A.− Emploi trans. gén. fam. et péj. S'approcher de quelqu'un avec l'intention de lui parler, de lier commerce avec lui :
1. J'aperçus une jeune fille qui se hâtait, je crus reconnaître son erre, je m'approchai, c'était Dina! Cependant, je n'osais me l'affirmer, ni l'accoster cavalièrement. Je la suivis à quelques pas en arrière et l'appelant plusieurs fois, à demi-voix, Dina! Dina! elle se retourna et me salua sans me reconnaître, je l'abordai tremblant : ... P. Borel, Champavert,Dina la belle juive, 1833, p. 126.
2. De Maistre, qui a intitulé un de ses chapitres : Analogie de Hobbes et de Jansénius, aurait pu l'intituler aussi bien : Analogie de Hobbes et de Pascal, et sans plus de justice; car, pour accoster Hobbes et ses adhérents, le chrétien ne se confond pas avec eux. Ch.-A. Sainte-Beuve, Port-Royal,t. 3, 1848, p. 361.

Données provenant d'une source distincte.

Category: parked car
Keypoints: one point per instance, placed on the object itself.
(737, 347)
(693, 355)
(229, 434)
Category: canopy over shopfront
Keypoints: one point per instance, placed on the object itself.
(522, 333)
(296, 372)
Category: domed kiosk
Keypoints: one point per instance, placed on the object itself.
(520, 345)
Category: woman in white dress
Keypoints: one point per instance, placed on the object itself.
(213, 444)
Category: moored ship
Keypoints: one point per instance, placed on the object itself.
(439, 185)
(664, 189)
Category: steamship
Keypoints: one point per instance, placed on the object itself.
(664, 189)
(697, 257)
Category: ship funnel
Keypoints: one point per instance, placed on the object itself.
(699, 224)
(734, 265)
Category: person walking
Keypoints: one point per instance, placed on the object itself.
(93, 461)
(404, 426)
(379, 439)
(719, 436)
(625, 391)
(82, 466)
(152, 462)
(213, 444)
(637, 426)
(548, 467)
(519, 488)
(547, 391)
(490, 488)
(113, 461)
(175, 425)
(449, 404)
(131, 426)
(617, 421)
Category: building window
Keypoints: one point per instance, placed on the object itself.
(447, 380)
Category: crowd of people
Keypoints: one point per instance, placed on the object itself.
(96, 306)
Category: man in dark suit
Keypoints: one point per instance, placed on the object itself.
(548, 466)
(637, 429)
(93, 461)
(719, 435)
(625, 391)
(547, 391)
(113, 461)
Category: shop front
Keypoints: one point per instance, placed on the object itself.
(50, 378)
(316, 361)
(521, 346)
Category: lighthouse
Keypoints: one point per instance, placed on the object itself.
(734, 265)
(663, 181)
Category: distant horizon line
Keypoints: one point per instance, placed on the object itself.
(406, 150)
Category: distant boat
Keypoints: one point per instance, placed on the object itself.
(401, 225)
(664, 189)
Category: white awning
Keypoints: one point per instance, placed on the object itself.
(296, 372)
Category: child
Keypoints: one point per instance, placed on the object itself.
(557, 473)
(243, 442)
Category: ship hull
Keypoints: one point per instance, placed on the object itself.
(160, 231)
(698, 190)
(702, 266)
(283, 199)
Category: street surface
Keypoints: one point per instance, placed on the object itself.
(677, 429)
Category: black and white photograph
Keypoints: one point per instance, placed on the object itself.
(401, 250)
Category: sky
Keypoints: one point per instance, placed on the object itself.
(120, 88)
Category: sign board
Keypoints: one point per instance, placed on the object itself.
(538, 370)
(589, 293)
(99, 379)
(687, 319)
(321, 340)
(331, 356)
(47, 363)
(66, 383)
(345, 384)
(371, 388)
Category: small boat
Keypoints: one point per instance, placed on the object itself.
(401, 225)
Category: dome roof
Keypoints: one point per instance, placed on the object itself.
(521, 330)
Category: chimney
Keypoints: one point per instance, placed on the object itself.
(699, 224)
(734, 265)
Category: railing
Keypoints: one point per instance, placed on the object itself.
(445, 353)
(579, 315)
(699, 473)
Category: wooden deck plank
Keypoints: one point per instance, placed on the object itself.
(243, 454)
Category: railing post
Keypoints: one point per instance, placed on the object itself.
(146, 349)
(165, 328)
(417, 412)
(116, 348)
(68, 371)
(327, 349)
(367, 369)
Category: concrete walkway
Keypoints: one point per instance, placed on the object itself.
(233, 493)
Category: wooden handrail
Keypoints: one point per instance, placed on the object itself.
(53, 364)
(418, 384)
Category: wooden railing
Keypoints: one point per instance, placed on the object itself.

3. C'était un brave et gros garçon, finaud pourtant, peu élégiaque (...). Caractère entier, brusque et brutal. Vous accostant d'un coup de poing et d'une poignée de main cordiale. E. et J. de Goncourt, Journal,août 1855, p. 196.
4. ... pendant qu'il cherchait ce canot, un homme l'accosta et lui fit pousser un cri de surprise. P.-A. Ponson du Terrail, Rocambole,t. 3, Le Club des valets de cœur, 1859, p. 505.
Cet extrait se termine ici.